Fried donuts like the ones in the bar!


The famous donuts fried with sugar, good, soft and fragrant like the ones you eat for breakfast in bars! Our recipe does not include the addition of potatoes, but you will still be able to obtain really soft and plump donuts. They are created by hand without the use of molds, they have a hole and will not have the perfect shape. They are prepared with a soft dough, versatile for both sweet and savory dishes, the same one we used for the Sicilian rotisserie. These fried donuts without potatoes, loved by adults and children, can be enjoyed for breakfast or as a mid-morning break. There is nothing more delicious than eating them hot.

RECIPE

Scope Breakfast, leavened
Total time 1 not 15 minutes
  • 1 kg 00 flour with 11% proteins alternatively Manitoba flour
  • 500 ml water
  • 100 g lard soft, ointment-like
  • 25 g fresh brewer's yeast or 7 g of granular yeast
  • 1 walnuts burro to grease the bowl
  • 120 g sugar
  • 14 g sale
  • granulated sugar to taste for the breading
  • peanut oil to taste for frying

It will also serve you

  • burro q.b. for the work surface
  • You can work the dough by hand or with the help of a planetary mixer. Dissolve the yeast together with the water and sugar. Mix until everything dissolves.
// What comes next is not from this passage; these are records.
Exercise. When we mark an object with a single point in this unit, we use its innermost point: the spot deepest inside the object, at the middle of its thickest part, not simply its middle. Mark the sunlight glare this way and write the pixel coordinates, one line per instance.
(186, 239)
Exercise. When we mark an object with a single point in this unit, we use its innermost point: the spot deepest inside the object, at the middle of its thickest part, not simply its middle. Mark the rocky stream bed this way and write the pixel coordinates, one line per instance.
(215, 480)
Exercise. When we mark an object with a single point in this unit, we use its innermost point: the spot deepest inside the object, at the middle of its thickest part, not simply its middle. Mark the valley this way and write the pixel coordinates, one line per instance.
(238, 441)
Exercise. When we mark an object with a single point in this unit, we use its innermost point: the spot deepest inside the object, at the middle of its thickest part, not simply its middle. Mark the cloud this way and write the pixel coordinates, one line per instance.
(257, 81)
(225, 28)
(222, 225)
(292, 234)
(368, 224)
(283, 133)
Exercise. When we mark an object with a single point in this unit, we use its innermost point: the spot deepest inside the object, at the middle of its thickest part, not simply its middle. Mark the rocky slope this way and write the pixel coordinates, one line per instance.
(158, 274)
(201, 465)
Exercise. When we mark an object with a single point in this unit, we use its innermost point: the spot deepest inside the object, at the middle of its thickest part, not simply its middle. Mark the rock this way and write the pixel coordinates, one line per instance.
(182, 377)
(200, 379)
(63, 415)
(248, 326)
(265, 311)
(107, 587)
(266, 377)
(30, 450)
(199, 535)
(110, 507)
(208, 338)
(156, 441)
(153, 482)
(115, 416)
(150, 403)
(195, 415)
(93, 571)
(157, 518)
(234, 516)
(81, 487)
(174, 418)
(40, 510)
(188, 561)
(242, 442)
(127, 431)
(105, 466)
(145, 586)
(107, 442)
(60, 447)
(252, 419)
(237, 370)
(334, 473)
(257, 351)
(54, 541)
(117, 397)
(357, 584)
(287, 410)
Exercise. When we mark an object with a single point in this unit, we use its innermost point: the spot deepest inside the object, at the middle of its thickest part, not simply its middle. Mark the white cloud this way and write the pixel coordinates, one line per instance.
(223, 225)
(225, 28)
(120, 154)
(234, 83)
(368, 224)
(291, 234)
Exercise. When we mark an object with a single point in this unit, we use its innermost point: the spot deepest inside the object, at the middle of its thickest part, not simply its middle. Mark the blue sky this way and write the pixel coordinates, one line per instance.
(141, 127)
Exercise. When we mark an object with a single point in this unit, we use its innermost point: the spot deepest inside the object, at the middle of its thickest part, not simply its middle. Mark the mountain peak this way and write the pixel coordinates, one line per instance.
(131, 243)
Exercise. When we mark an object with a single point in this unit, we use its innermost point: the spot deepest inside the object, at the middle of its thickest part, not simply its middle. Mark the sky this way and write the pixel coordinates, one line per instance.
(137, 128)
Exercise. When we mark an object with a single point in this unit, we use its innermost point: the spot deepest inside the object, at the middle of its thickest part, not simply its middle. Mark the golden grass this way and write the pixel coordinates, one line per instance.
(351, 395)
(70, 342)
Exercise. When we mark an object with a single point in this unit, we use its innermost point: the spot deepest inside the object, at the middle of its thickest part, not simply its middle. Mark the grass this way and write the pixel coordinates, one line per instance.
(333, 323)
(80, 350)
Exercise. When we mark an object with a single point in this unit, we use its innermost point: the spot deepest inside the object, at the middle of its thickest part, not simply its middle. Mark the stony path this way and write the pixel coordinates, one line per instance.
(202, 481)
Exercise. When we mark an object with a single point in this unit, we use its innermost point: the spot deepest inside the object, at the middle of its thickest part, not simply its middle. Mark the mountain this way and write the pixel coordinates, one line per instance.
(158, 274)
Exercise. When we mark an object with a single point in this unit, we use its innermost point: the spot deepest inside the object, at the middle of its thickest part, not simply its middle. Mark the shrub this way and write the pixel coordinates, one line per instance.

  • Add the sifted flour, add the lard and knead with the hook for about 10 minutes at a medium-high speed. Almost at the end, about 3 minutes before the end, add the salt.

  • As soon as you have finished, transfer the dough to a work surface greased with butter and knead with your hands, in order to give more strength to the dough. Make some folds, rotate and continue for a few more turns.

  • Work it with your hands until you obtain a smooth and elastic ball. Pilate and transfer it to a large bowl greased with butter, cover it with cling film and let it rise in a warm environment until it doubles in size, it will take about 1 hour and a half – 2 hours. I recommend leaving it inside the turned off oven.

  • At the end of the leavening, remove the dough from the bowl and divide it into pieces. The weight varies according to the size you want to obtain: 100 g large, 70 g medium, 40 g small.

  • Form balls with your hands, give them a final shape by piling them on the work surface and place them on a tray, one away from the other. In the meantime, while you are going to work on them all, I recommend covering them with transparent film to prevent the surface from drying out.

  • The time has come to make the central hole: with a finger, make a hole in the center of the ball and, with the help of your two thumbs, widen the hole. Make room for it: it will tend to shrink as it rises. Arrange the donuts on a baking tray on baking paper, spacing them apart.

  • Cut the baking paper around each donut, it will help not to mistreat the leavened product too much during frying.

  • Cover with cling film and leave to rise for another 30 minutes, until doubled in size.

  • When they are going to be fried, dip the donuts in the oil with all the baking paper. After a few seconds, remove the paper.

  • Fry in plenty of hot oil, around 170°C. Let it cook for 2 minutes on each side. Drain them on absorbent paper and while still hot, pass them in plenty of granulated sugar.

For covering with sugar I recommend two methods: the first consists of passing the still hot donuts into a container full of sugar; the other is to use a paper bag with 6-8 spoons of sugar inside, inserting 2-3 donuts and shaking everything.